开发者

Why is including a header file such an evil thing?

I have seen many explanations on when to use forward declarations over including header files, but few of them go into why it is important to do so. Some of the reasons I have see开发者_开发百科n include the following:

  • compilation speed
  • reducing complexity of header file management
  • removing cyclic dependencies

Coming from a .net background I find header management frustrating. I have this feeling I need to master forward declarations, but I have been scrapping by on includes so far.

Why cannot the compiler work for me and figure out my dependencies using one mechanism (includes)?

How do forward declarations speed up compilations since at some point the object referenced will need to be compiled?

I can buy the argument for reduced complexity, but what would a practical example of this be?


"to master forward declarations" is not a requirement, it's a useful guideline where possible.

When a header is included, and it pulls in more headers, and yet more, the compiler has to do a lot of work processing a single translation module.

You can see how much, for example, with gcc -E:

A single #include <iostream> gives my g++ 4.5.2 additional 18,560 lines of code to process.

A #include <boost/asio.hpp> adds another 74,906 lines.

A #include <boost/spirit/include/qi.hpp> adds 154,024 lines, that's over 5 MB of code.

This adds up, especially if carelessly included in some file that's included in every file of your project.

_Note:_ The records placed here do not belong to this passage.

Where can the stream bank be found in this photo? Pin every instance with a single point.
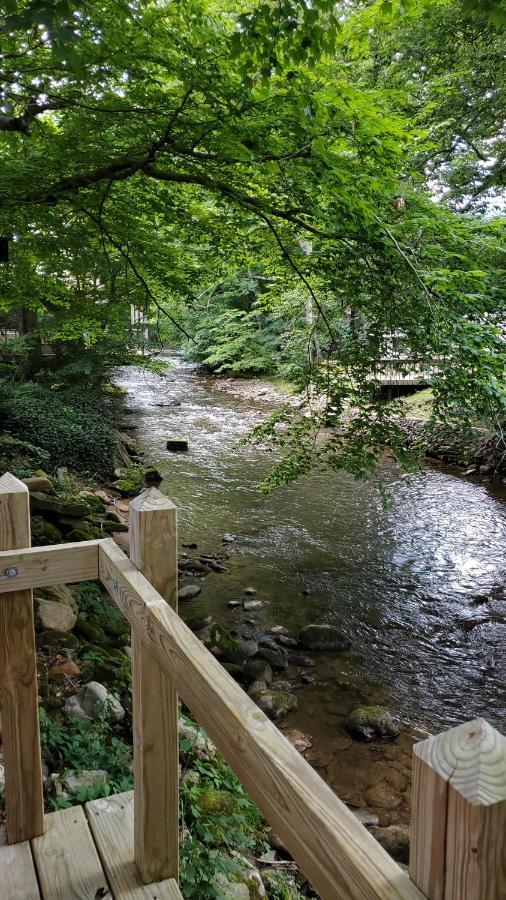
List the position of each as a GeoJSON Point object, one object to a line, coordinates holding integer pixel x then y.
{"type": "Point", "coordinates": [418, 588]}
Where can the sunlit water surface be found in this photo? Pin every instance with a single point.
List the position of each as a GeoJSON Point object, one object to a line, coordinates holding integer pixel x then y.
{"type": "Point", "coordinates": [417, 586]}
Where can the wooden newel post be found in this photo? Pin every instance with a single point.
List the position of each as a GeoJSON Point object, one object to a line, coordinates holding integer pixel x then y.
{"type": "Point", "coordinates": [458, 840]}
{"type": "Point", "coordinates": [153, 543]}
{"type": "Point", "coordinates": [24, 806]}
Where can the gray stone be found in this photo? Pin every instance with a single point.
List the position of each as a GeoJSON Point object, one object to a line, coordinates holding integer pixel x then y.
{"type": "Point", "coordinates": [275, 656]}
{"type": "Point", "coordinates": [250, 605]}
{"type": "Point", "coordinates": [94, 701]}
{"type": "Point", "coordinates": [275, 703]}
{"type": "Point", "coordinates": [189, 592]}
{"type": "Point", "coordinates": [372, 722]}
{"type": "Point", "coordinates": [177, 444]}
{"type": "Point", "coordinates": [259, 669]}
{"type": "Point", "coordinates": [395, 840]}
{"type": "Point", "coordinates": [323, 637]}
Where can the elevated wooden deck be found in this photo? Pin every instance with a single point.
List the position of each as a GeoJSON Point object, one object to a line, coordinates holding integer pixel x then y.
{"type": "Point", "coordinates": [84, 854]}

Sometimes going over old code and pruning unnecessary includes improves the compilation dramatically just because of that. Replacing includes with forward declarations in the translation modules where only references or pointers to some class are used, improves this even further.


Why cannot the compiler work for me and figure out my dependencies using one mechanism (includes)?

It cannot because, unlike some other languages, C++ has an ambiguous grammar:

int f(X);

Is it a function declaration or a variable definition? To answer this question the compiler must know what does X mean, so X must be declared before that line.


Because when you're doing something like this :

bar.h :

class Bar {
  int foo(Foo &);
}

Then the compiler does not need to know how the Foo struct / class is defined ; so importing the header that defines Foo is useless. Moreover, importing the header that defines Foo might also need importing the header that defines some other class that Foo uses ; and this might mean importing the header that defines some other class, etc.... turtles all the way.

In the end, the file that the compiler is working against is almost like the result of copy pasting all the headers ; so it will get big for no good reason, and when someone makes a typo in a header file that you don't need (or import , or something like that), then compiling your class starts to take waaay too much time (or fail for no obvious reason).

So it's a good thing to give as little info as needed to the compiler.


How do forward declarations speed up compilations since at some point the object referenced will need to be compiled?

1) reduced disk i/o (fewer files to open, fewer times)

2) reduced memory/cpu usage most translations need only a name. if you use/allocate the object, you'll need its declaration.

this is probably where it will click for you: each file you compile compiles what is visible in its translation.

a poorly maintained system will end up including a ton of stuff it does not need - then this gets compiled for every file it sees. by using forwards where possible, you can bypass that, and significantly reduce the number of times a public interface (and all of its included dependencies) must be compiled.

that is to say: the content of the header won't be compiled once. it will be compiled over and over. everything in this translation must be parsed, checked that it's a valid program, checked for warnings, optimized, etc. many, many times.

including lazily only adds significant disk/cpu/memory increase, which turns into intolerable build times for you, while introducing significant dependencies (in non-trivial projects).

I can buy the argument for reduced complexity, but what would a practical example of this be?

unnecessary includes introduce dependencies as side effects. when you edit an include (necessary or not), then every file which includes it must be recompiled (not trivial when hundreds of thousands of files must be unnecessarily opened and compiled).

Lakos wrote a good book which covers this in detail:

http://www.amazon.com/Large-Scale-Software-Design-John-Lakos/dp/0201633620/ref=sr_1_1?ie=UTF8&s=books&qid=1304529571&sr=8-1


Header file inclusion rules specified in this article will help reduce the effort in managing header files.


I used forward declarations simply to reduce the amount of navigation between source files done. e.g. if module X calls some glue or interface function F in module Y, then using a forward declaration means the writing the function and the call can be done by only visiting 2 places, X.c and Y.c not so much of an issue when a good IDE helps you navigate, but I tend to prefer coding bottom-up creating working code then figuring out how to wrap it rather than through top down interface specification.. as the interfaces themselves evolve it's handy to not have to write them out in full.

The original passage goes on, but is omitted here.